Sky teammate and compatriot Bradley Wiggins came over the finish line seconds later, with his 2 minutes, 5 seconds overall lead on UK teammate Chris Froome intact.
Italian Vincenzo Nibali is still third overall at 2:41 after the 226km ride between Blagnac and Brive-La-Gaillarde.
Photo: AFP
Wiggins, who is set to become Britain’s first winner of the world’s biggest bicycle race today, played a starring role for his Sky teammate Cavendish in what was a technical, but thrilling finale into Brive.
Despite his yellow jersey making a rare appearance in the final kilometers as Sky led the chase of a small leading group, Wiggins said it was payback for the sacrifices Cavendish has made in the race.
“He’s been an incredible teammate the last couple of weeks. It’s nice to be able to pay him back,” Wiggins said. “It’s been hard every morning, thinking about the GC [general classification] and maybe sacrificing some sprint stages.”
Cavendish, who won Stage 2 to take his tally to 21, has mostly had to shelve his sprint ambitions this year as Sky took aim at an historic yellow-jersey victory.
He admitted it took some persuasion to convince his team bosses he could equal Andre Darrigade’s record tally of 22 stage wins for a sprinter.
“It did put my sprint chances on the back foot, but today I said: ‘Please just give me a chance in the sprint.’ And then Brad jumped in and said: ‘Yes, we’ll go for the sprint, we’ll lead it out,’” Cavendish said.
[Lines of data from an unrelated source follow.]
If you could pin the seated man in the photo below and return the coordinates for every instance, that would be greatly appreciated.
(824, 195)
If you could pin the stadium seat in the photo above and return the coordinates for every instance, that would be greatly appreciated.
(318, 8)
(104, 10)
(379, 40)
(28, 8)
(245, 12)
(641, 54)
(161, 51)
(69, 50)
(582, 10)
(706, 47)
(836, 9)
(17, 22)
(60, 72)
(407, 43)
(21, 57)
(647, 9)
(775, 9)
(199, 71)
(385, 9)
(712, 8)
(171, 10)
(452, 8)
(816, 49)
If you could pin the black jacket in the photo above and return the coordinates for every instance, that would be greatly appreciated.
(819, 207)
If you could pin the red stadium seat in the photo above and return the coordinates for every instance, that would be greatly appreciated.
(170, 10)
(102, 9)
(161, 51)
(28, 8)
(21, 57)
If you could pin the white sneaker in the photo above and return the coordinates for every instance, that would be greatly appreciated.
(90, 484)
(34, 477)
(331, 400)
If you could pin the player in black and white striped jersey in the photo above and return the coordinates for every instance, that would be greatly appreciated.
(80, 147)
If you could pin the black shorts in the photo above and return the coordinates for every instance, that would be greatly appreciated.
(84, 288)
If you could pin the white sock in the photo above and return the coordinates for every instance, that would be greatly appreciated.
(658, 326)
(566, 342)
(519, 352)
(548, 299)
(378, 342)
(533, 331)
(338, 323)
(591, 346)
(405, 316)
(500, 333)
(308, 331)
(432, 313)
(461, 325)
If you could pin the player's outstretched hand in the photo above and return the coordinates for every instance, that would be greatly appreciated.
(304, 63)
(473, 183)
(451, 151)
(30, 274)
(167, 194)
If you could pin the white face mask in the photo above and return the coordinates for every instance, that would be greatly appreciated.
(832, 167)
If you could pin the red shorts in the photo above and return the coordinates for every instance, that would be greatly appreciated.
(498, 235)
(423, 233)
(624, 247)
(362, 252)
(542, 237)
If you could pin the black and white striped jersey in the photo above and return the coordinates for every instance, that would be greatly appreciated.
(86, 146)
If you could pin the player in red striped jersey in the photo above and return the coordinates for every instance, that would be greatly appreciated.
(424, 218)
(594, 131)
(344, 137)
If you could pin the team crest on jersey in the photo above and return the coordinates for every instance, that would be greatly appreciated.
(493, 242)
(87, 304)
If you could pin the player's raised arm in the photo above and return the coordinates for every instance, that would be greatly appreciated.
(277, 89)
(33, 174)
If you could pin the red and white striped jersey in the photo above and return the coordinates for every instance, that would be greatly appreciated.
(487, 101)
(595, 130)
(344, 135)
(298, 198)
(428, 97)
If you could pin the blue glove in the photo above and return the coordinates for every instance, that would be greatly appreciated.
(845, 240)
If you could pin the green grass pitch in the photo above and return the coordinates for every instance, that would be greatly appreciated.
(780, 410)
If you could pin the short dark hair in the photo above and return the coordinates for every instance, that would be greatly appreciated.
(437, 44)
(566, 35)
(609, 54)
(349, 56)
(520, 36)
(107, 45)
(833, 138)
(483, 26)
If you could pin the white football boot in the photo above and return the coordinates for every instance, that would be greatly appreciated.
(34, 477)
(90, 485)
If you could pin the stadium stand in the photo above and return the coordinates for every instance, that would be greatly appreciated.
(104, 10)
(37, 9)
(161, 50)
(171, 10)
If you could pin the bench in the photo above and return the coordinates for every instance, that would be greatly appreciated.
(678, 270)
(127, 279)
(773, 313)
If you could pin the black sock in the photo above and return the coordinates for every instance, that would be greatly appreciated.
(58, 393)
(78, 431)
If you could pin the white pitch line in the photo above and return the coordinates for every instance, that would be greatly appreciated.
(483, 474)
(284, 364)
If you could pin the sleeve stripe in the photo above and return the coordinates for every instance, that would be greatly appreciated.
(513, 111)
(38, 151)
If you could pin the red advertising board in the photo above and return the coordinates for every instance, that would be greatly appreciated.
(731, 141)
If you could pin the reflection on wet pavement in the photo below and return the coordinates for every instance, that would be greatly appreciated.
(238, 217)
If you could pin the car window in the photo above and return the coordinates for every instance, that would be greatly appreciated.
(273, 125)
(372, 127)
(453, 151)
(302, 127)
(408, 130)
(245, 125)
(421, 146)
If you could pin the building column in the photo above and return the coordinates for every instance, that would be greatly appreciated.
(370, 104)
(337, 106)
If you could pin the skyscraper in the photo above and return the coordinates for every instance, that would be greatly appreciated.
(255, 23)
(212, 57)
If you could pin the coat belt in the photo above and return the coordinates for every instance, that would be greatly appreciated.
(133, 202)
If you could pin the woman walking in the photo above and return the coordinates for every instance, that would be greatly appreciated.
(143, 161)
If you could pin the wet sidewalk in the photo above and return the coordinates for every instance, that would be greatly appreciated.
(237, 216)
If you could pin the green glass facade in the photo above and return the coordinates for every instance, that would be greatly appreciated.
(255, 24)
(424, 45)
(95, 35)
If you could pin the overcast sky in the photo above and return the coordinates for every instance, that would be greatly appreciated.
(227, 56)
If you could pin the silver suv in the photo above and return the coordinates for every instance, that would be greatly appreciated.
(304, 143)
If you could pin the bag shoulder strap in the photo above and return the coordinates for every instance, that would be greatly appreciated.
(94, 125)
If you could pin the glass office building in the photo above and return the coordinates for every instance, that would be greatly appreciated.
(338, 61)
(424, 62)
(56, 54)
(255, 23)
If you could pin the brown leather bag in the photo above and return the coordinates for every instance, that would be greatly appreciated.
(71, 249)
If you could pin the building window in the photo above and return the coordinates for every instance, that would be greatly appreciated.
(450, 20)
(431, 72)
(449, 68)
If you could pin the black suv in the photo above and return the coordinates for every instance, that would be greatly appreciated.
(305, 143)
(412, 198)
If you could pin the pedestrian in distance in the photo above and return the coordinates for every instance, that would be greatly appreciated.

Despite a breakaway escaping early in the stage, they were never allowed to build a lead of more than three-and-a-half minutes.
A number of attacks were launched in the closing kilometers, but with the gap coming down steadily, the sprinters’ teams started to pull at the front in anticipation of a possible bunch finish.
As planned on the team bus prior to the stage, Sky appeared at the front of the chase in the closing few kilometers with the unmissable yellow jersey of Wiggins leading the chasing pack in the closing 1.5km.
Norwegian teammate Edvald Boasson Hagen, who had been involved in the earlier breakaway, then took over the lead-out, but in the end Cavendish made the win his own.
In the closing 400m Irishman Nicolas Roche, seeing the peloton closing in, made a bid for victory with Spaniard Luis Leon Snachez sticking on his wheel.
However, with the finish line in sight, Cavendish emerged from nowhere and dug deep to deliver a trademark turn of speed that handed him his second stage win of the race to equal Andre Darrigade’s record of 22 wins for a sprint specialist.
“When you’re used to winning five stages a year every year, it can make you hungry for sprints,” Cavendish said..
While Roche, the son of legendary cyclist Stephen Roche, has yet to win a stage on the race, he was one of the top 20 riders to be given a welcome helicopter ride to yesterday’s stage in Chartres.
Meanwhile, Sanchez could be one of the many riders hoping to stun Cavendish on the Olympic road race in London on Saturday.
However, Wiggins believes this latest win speaks volumes for Cavendish’s chances of adding Olympic gold to his world title from last year.
“Nine times out of ten Cav finishes it off when you do something like that,” said Wiggins, who will be one of Cavendish’s four Olympic teammates in London. “And once again he showed, if there was any doubt, that he is the fastest man in the world.”
Yesterday’s 19th and penultimate stage is a 53.5km time trial from Bonneval to Chartres. The race ends in Paris today.